Misschien(?) kan je zelfs problemen krijgen met de Douane?
http://www.douane.nl/bibliotheek/handboeken/vgem/hvgem_30-05-00-01.htmlhttp://www.douane.nl/bibliotheek/handboeken/vgem/hvgem_30-05-00-05.html#P465_37214(...)
5.1.1. Merkenrecht op Beneluxniveau
Sinds 1 september 2006 is op Beneluxniveau het merkenrecht geregeld in het Benelux Verdrag inzake Intellectuele Eigendom (BVIE). Dit verdrag vervangt de Eenvormige Beneluxwet op de merken (BMW) en beschermt merken die gedeponeerd zijn bij het Benelux Bureau voor de Intellectuele Eigendom. Dit bureau is sinds 1 september 2006 de vervanger van het Benelux-Merkenbureau.
Het depot vindt plaats in bepaalde klassen van producten en diensten. Het depot en daarop volgende registratie bij dit bureau is een voorwaarde voor bescherming. Merkenbescherming is niet aan een termijn gebonden, mits de inschrijving iedere tien jaar wordt verlengd.
Het merkenrecht beschermt geregistreerde tekens die dienen om producten of diensten van een onderneming te onderscheiden. Onder deze tekens vallen ook driedimensionale tekens, zoals verpakkingen. Het recht beschermt deze tekens onder nadere voorwaarden tegen gebruik door anderen. Hiervan is sprake wanneer een merk of een overeenstemmend teken voor dezelfde of soortgelijke producten wordt gebruikt als waarvoor het is gedeponeerd. Als dit gebeurt zonder dat de merkhouder daarvoor toestemming heeft gegeven, is er sprake van inbreuk op het merkenrecht. Overigens geldt dit alleen bij gebruik van het merk door anderen in het economische verkeer, dat wil zeggen voor een zakelijke activiteit waarmee economisch voordeel wordt beoogd.5.1.2. Criteria voor merkinbreuk
Wanneer de merkhouder van mening is dat een ander inbreuk pleegt op zijn merkrecht, dan zal hij dit voor de rechter moeten stellen en zonodig bewijzen. BVIE, artikel 2.20, noemt diverse criteria voor merkinbreuk. Drie belangrijke criteria worden toegelicht:
Namaak of plagiaat
Ten eerste is er sprake van merkinbreuk wanneer een merk of teken in het economisch verkeer wordt gebruikt voor precies dezelfde producten of diensten als waarvoor het merk is ingeschreven. Dit wordt ook wel namaak of plagiaat genoemd. Associatiegevaar
Ten tweede is er sprake van merkinbreuk wanneer een merk of teken in het economisch verkeer wordt gebruikt voor dezelfde of soortgelijke producten en daardoor bij het publiek verwarring kan ontstaan in die zin dat daardoor een associatiegevaar ontstaat van het merk en het product. Dit associatiegevaar biedt een ruime bescherming aan de houder van het recht. Dit gevaar omvat kort gezegd de volgende situaties:- Het gevaar dat men de merken of tekens zelf door elkaar haalt (direct verwarringgevaar).
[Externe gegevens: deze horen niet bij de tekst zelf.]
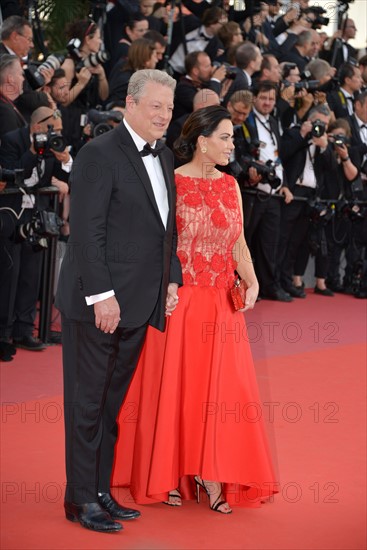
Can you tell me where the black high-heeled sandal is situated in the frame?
[194,476,232,515]
[163,489,182,506]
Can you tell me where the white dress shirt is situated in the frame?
[85,119,169,306]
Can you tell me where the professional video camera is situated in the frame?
[213,61,238,80]
[304,6,330,30]
[66,38,110,72]
[310,119,326,137]
[283,80,320,92]
[24,54,65,90]
[0,166,24,187]
[33,124,67,157]
[15,210,64,252]
[87,109,123,137]
[329,134,350,147]
[239,155,282,189]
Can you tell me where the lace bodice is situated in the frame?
[175,174,242,288]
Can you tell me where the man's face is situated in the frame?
[125,82,173,143]
[10,25,34,57]
[6,60,24,99]
[344,19,357,39]
[227,101,251,126]
[354,98,367,124]
[196,54,213,82]
[126,21,149,42]
[254,90,276,115]
[50,77,69,105]
[140,0,155,17]
[345,67,363,92]
[359,65,367,84]
[264,57,281,84]
[155,42,166,61]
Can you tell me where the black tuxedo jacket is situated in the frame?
[0,126,69,212]
[172,76,221,120]
[279,126,330,194]
[56,123,182,330]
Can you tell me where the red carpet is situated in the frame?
[0,294,367,550]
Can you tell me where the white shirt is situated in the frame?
[85,119,169,306]
[296,143,317,189]
[253,109,283,194]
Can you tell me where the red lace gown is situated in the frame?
[112,174,277,506]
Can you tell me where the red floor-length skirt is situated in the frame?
[112,285,278,506]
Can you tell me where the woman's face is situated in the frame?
[198,119,234,166]
[145,49,158,69]
[84,29,102,53]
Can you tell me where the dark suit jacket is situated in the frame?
[56,123,182,330]
[279,126,330,194]
[223,69,250,107]
[172,76,221,120]
[0,126,69,212]
[0,95,26,139]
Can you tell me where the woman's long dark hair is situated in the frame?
[173,105,231,162]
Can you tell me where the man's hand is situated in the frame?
[94,296,121,334]
[51,176,69,202]
[50,148,70,164]
[166,283,178,317]
[279,187,294,204]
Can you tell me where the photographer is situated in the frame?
[278,105,333,298]
[321,118,363,292]
[62,19,109,151]
[234,81,292,302]
[0,107,72,351]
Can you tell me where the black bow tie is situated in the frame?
[140,141,164,157]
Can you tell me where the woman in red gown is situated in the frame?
[112,106,277,514]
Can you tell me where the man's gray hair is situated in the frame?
[127,69,176,101]
[307,103,331,120]
[306,59,331,80]
[0,53,20,85]
[1,15,31,40]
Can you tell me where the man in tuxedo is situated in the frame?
[234,81,292,302]
[328,63,363,121]
[223,42,262,107]
[56,70,182,532]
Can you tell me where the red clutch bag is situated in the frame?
[230,278,247,311]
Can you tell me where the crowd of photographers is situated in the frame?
[0,0,367,360]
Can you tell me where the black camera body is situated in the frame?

- Het gevaar dat men door de gelijkenis van de merken of tekens meent dat er een verband tussen de producten bestaat. Zo kan men bijvoorbeeld denken dat de ondernemingen die de producten maken dezelfde zijn of dat deze met elkaar een of andere juridische (licentie) en/of economische (franchising) band hebben (indirect verwarringgevaar).
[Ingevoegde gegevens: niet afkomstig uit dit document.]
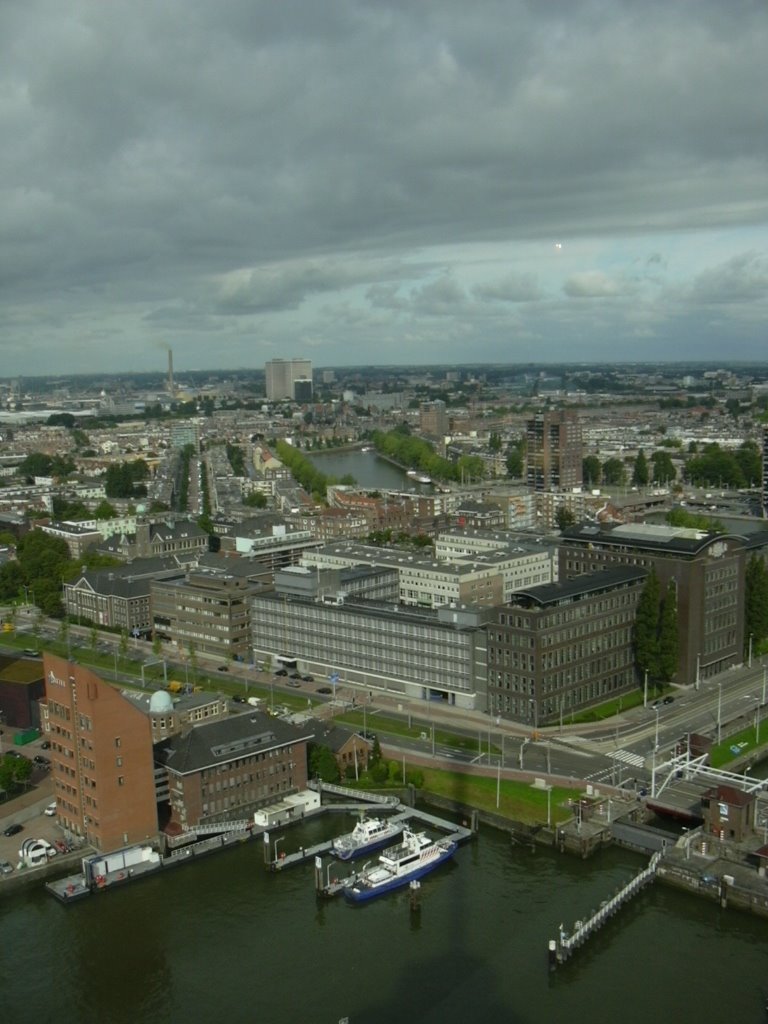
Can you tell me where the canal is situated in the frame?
[0,818,768,1024]
[304,449,433,494]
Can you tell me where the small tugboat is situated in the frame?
[344,829,456,903]
[332,818,402,860]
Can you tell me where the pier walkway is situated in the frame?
[549,851,663,969]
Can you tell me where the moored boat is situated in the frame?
[332,818,402,860]
[344,829,456,903]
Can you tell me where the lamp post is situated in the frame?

- Het gevaar dat men door de gelijkenis tussen de merken of tekens onbewust verbanden tussen de producten legt. Daarbij gaat het om situaties waarin de waarneming van het ene merk de herinnering aan het andere merk opwekt (zodanig dat geen direct of indirect verwarringgevaar optreedt).Om te beoordelen of er een associatiegevaar bestaat, moet eerst zeker zijn dat er een gelijkenis is tussen twee merken of tekens. Deze gelijkenis kan auditief, visueel of begripsmatig worden vastgesteld. Er is sprake van een auditieve gelijkenis wanneer het uitgesproken klankbeeld van beide merken (bijna) gelijk is (bijvoorbeeld: Tikkels en Tikkis of Boss en Boos). Er is sprake van een visuele gelijkenis als het beeld van beide merken en datgene wat er van dit beeld (woord en tekens) in het geheugen blijft hangen, (bijna) gelijk is. Hierbij spelen onder andere de kleuren van het merk een grote rol.
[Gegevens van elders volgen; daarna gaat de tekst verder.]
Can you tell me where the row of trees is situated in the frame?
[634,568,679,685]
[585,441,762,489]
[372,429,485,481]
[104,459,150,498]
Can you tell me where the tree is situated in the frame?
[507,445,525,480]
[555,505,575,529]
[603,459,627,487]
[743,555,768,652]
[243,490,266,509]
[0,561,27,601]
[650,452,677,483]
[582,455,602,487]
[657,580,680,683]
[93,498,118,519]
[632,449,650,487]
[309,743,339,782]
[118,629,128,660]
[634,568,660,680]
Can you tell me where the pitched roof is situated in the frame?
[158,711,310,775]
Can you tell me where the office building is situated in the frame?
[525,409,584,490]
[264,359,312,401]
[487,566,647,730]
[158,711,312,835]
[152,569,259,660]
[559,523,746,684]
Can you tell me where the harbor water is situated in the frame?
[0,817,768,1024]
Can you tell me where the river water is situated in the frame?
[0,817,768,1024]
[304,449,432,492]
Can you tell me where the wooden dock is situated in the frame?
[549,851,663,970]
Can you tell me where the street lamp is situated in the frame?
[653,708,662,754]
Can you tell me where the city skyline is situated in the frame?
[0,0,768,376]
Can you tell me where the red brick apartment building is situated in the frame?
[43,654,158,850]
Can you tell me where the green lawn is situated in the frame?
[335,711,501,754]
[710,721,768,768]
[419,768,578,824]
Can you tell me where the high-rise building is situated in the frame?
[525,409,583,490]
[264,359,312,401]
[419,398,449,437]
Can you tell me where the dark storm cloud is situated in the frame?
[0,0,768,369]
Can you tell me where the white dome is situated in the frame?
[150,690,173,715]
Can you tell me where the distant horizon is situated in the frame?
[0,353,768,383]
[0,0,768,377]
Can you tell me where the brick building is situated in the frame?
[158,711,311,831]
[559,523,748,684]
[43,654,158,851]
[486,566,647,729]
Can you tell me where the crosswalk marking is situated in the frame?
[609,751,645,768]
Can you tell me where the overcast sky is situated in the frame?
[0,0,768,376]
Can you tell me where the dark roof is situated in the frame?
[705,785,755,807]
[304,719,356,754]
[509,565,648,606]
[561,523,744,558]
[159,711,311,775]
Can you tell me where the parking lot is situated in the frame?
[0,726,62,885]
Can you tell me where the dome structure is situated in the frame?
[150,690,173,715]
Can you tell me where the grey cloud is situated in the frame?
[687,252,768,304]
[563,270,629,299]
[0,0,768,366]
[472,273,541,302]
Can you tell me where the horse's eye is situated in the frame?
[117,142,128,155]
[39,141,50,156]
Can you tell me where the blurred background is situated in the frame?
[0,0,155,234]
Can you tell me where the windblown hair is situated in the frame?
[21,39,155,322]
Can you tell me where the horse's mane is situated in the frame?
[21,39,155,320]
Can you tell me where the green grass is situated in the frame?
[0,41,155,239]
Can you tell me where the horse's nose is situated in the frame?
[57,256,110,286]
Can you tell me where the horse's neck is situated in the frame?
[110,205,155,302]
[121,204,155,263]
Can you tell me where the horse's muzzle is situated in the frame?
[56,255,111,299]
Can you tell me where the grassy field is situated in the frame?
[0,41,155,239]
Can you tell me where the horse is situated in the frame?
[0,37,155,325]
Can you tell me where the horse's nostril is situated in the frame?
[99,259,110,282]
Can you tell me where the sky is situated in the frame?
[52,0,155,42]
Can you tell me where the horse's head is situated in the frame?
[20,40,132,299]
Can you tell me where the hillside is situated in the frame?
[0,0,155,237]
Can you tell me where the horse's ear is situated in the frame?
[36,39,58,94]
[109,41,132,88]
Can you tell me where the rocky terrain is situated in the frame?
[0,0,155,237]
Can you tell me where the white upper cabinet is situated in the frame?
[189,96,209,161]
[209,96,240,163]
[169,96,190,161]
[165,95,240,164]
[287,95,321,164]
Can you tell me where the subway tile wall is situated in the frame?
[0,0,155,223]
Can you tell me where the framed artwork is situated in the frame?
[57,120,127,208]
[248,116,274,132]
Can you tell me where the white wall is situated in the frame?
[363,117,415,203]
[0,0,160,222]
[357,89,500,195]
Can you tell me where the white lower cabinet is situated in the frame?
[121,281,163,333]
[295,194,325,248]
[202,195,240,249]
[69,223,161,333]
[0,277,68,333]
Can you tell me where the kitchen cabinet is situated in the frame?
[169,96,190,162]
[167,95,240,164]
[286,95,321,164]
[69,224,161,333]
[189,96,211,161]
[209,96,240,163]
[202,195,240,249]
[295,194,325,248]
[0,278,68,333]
Daarnaast kan er tussen twee merken een taalkundige gelijkenis bestaan. Dit is bijvoorbeeld het geval wanneer in twee woorden grotendeels dezelfde letters voorkomen (Caron en Canon of Hugo en Hogo). Om een merkinbreuk vast te stellen kan het al voldoende zijn als aan een van deze vormen van gelijkenis wordt voldaan. Overigens hoeft niet elke gelijkenis tot associatiegevaar te leiden.
Soortgelijkheid
Voor beide bovengenoemde criteria geldt dat een merk of teken in beginsel slechts beschermd is als het wordt gebruikt voor dezelfde of soortgelijke producten of diensten als die waarvoor het merk is gedeponeerd. Wanneer het merk dus voor een totaal ander product wordt gebruikt, is het in principe niet beschermd.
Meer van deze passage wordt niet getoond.